By her decision, the judge turned down the opinion delivered by the state attorney on behalf of Shin Beit director Avi Dichter that the files called for by the accused agent was intelligence data gathered by the Shin Beit and therefore irrelevant as investigative material in the Raviv case. She ordered those secret files to be presented to court and Raviv allowed to examine them in part within 20 days as legitimate investigative evidence in his case.

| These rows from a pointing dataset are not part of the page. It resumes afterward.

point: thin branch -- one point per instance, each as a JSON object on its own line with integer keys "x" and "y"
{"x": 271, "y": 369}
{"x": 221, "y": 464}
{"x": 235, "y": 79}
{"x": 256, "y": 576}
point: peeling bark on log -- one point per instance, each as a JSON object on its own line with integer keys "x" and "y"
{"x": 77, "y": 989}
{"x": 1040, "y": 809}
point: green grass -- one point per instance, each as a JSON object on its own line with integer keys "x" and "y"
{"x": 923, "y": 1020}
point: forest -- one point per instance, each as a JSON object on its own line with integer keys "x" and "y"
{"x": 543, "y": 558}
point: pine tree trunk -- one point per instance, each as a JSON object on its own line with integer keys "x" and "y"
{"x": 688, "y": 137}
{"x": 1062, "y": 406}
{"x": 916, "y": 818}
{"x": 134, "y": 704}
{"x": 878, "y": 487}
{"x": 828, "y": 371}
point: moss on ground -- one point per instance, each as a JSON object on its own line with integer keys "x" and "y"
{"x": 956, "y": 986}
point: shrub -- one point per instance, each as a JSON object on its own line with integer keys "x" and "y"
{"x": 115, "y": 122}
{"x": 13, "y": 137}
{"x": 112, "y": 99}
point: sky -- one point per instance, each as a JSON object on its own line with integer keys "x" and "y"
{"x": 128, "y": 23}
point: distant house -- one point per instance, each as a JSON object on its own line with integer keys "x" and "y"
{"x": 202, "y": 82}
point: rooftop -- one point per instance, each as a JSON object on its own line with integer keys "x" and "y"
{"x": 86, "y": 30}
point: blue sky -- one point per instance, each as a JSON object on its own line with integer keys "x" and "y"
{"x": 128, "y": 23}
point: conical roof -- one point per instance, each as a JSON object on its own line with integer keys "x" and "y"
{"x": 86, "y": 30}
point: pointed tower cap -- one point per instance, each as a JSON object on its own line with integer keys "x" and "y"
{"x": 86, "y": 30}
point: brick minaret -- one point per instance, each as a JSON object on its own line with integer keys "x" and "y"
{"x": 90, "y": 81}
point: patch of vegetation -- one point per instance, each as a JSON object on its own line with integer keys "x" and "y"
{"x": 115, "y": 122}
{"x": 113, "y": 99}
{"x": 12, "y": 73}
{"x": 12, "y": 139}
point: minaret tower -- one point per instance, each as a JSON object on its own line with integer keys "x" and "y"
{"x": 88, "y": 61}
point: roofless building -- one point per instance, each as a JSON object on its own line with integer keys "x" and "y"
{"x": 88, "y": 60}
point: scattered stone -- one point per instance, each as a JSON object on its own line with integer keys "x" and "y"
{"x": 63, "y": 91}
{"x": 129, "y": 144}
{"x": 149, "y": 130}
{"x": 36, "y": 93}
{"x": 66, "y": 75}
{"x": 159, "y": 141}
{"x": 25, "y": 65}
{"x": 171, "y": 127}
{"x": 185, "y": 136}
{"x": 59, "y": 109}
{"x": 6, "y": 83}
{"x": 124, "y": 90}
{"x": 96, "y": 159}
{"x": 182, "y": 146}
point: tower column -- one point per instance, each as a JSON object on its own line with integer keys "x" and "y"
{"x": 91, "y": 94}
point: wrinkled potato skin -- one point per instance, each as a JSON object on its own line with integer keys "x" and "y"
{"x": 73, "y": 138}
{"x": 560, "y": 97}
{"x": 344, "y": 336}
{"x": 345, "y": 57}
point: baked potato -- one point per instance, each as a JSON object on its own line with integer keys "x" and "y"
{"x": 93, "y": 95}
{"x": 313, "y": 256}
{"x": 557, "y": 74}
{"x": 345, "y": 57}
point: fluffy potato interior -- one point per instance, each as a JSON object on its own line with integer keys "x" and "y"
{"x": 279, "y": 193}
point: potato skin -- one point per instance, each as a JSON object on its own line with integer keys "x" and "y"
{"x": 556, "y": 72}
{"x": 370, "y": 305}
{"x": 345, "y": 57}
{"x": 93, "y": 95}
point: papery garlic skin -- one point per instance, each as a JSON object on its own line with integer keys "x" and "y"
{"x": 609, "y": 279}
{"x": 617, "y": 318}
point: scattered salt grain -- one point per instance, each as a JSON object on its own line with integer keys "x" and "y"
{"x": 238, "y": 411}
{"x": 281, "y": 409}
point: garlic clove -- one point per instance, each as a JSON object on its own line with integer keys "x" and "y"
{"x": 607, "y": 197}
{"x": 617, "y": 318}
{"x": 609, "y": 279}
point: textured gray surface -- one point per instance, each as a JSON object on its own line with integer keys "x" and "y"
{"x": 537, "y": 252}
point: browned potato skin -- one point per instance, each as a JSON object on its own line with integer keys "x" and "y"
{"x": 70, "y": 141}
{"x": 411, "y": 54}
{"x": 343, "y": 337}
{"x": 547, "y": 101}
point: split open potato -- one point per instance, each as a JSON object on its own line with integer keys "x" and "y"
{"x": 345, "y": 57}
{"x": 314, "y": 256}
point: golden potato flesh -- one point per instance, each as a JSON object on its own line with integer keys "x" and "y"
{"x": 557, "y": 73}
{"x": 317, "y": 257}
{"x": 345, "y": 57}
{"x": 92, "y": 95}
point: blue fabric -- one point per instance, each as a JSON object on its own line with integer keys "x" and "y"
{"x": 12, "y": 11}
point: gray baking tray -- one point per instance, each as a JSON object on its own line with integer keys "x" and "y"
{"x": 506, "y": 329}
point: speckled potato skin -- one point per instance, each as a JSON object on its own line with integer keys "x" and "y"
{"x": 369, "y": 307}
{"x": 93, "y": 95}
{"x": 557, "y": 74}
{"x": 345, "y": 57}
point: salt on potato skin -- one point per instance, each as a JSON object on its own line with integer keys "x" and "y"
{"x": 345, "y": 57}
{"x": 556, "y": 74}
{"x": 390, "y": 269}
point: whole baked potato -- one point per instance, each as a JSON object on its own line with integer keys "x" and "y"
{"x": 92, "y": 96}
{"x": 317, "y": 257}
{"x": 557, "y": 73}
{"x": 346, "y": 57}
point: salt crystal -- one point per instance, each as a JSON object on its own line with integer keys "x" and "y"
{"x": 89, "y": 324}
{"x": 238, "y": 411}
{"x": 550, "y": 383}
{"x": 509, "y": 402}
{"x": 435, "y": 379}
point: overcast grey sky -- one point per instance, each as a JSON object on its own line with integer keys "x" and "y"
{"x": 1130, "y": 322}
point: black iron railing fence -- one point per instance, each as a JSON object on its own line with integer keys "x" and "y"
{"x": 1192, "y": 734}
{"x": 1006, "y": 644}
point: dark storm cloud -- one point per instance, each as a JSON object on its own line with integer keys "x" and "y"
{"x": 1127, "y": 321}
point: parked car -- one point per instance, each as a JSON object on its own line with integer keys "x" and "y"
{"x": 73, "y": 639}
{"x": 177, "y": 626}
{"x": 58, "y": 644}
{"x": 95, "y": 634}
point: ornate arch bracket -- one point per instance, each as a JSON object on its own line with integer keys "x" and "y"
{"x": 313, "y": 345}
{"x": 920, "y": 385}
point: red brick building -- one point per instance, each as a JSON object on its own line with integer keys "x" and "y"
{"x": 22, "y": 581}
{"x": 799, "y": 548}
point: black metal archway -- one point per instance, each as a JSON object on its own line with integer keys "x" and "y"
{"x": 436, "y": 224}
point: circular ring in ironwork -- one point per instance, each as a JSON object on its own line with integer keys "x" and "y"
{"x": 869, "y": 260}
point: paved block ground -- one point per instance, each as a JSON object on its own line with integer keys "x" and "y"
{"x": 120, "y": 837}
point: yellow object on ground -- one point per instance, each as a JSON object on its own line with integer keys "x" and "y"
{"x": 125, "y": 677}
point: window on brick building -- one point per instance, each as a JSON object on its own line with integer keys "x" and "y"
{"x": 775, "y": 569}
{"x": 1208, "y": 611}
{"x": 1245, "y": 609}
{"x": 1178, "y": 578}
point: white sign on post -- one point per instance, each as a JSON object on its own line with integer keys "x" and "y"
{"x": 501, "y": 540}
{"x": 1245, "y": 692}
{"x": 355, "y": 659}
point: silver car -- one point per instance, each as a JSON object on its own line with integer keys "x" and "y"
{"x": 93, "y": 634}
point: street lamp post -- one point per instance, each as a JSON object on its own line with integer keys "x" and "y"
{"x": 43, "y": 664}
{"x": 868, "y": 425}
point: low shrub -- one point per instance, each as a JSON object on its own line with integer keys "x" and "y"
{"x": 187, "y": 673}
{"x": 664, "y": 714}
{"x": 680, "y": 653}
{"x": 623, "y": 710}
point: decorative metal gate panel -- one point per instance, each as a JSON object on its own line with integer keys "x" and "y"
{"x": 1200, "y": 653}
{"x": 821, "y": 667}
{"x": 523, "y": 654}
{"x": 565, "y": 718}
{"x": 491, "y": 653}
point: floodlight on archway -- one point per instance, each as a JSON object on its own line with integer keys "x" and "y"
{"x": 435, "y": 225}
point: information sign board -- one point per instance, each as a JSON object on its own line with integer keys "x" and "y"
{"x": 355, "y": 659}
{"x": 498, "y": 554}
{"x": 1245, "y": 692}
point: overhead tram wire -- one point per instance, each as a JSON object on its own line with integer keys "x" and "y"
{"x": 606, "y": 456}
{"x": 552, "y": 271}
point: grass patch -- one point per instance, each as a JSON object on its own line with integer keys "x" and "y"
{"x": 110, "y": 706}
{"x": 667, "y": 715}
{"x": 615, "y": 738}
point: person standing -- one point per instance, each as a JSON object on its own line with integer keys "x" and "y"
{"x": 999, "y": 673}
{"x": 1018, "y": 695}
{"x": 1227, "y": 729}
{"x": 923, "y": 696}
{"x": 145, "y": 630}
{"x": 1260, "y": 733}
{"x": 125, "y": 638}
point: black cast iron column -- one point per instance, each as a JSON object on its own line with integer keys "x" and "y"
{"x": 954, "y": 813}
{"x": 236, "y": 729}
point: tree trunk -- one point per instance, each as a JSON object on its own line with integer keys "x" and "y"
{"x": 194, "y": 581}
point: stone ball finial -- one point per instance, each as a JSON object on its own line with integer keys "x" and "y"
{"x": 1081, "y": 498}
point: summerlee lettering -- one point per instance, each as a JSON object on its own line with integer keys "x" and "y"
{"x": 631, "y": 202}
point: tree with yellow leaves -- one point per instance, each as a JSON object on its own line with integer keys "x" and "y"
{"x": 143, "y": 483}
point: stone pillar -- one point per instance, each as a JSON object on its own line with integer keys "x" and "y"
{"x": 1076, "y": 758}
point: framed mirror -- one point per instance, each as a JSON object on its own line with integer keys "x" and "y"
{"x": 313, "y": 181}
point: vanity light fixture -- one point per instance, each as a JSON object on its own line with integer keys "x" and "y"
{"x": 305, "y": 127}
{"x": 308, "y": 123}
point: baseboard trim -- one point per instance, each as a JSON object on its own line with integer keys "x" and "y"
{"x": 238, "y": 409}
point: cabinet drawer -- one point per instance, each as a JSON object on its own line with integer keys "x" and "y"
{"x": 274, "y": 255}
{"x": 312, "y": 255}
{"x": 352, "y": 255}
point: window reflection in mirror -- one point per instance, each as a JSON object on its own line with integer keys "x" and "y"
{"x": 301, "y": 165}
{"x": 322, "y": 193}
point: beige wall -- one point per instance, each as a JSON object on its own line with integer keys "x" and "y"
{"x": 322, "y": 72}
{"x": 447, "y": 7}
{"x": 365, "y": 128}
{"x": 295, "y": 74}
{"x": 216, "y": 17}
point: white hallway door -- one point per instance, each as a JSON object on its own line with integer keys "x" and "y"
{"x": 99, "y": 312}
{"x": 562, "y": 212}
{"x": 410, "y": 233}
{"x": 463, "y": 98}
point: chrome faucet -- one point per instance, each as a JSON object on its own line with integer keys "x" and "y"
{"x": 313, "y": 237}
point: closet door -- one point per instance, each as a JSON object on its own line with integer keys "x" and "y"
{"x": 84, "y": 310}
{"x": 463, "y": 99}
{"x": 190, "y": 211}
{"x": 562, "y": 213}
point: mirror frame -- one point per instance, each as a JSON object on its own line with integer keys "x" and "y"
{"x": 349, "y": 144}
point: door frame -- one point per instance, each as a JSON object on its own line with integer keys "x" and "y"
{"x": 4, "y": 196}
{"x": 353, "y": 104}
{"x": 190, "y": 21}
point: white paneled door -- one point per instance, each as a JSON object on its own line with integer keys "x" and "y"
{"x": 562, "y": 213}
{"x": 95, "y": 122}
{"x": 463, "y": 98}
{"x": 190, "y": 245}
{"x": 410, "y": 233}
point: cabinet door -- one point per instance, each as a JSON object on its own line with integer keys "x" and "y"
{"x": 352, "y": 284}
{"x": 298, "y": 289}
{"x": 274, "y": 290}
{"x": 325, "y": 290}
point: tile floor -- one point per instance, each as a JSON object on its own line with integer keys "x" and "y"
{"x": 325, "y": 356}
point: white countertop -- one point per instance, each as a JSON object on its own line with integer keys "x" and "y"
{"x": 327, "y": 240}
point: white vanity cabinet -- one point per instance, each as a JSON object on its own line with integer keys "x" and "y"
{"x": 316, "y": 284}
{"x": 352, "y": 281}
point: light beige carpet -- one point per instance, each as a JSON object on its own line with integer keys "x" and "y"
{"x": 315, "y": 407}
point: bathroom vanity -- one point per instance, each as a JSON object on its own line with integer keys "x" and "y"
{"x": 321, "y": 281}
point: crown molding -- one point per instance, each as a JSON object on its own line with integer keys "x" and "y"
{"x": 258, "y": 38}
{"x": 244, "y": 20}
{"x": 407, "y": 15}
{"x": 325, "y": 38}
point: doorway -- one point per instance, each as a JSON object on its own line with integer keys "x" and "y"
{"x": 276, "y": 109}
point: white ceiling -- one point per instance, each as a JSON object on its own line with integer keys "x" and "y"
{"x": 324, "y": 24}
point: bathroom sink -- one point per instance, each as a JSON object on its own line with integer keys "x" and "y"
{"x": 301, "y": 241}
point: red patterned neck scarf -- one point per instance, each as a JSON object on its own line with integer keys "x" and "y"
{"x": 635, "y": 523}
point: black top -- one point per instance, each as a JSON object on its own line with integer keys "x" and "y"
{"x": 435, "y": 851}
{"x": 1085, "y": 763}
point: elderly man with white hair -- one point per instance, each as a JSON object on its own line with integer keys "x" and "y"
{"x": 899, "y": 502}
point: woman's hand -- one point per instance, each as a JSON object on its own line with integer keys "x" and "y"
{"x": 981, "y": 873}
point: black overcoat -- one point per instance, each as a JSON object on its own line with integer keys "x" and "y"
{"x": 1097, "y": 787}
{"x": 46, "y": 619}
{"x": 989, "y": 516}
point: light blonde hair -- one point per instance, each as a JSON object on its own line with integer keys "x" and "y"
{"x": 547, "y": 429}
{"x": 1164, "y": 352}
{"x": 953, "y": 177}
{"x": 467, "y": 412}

Exposure of those files in court, even in camera, will have explosive consequences that could reach up to the highest political echelons. They include a list of the agents maintained by the Shin Beit in the West Bank settlements in 1995 for the purpose of reporting on right wing extremist violence against Jews and public figures, data recorded in the Shin Beit files on the Amir brothers including details of the investigation against them, data from the personal files of additional Shin Beit agents working in the right wing extremist sector and the parts of his own dossier he had never been allowed to access.
The judge also ordered an authoritative letter to be forthcoming from a Shin Beit officer specifying which procedure was applied for the destruction of manuscript drafts of printed documents in Raviv’s file.
Raviv claimed that someone in the Shin Bet had hacked into his personal dossier in the Shin Beit computer and altered its contents.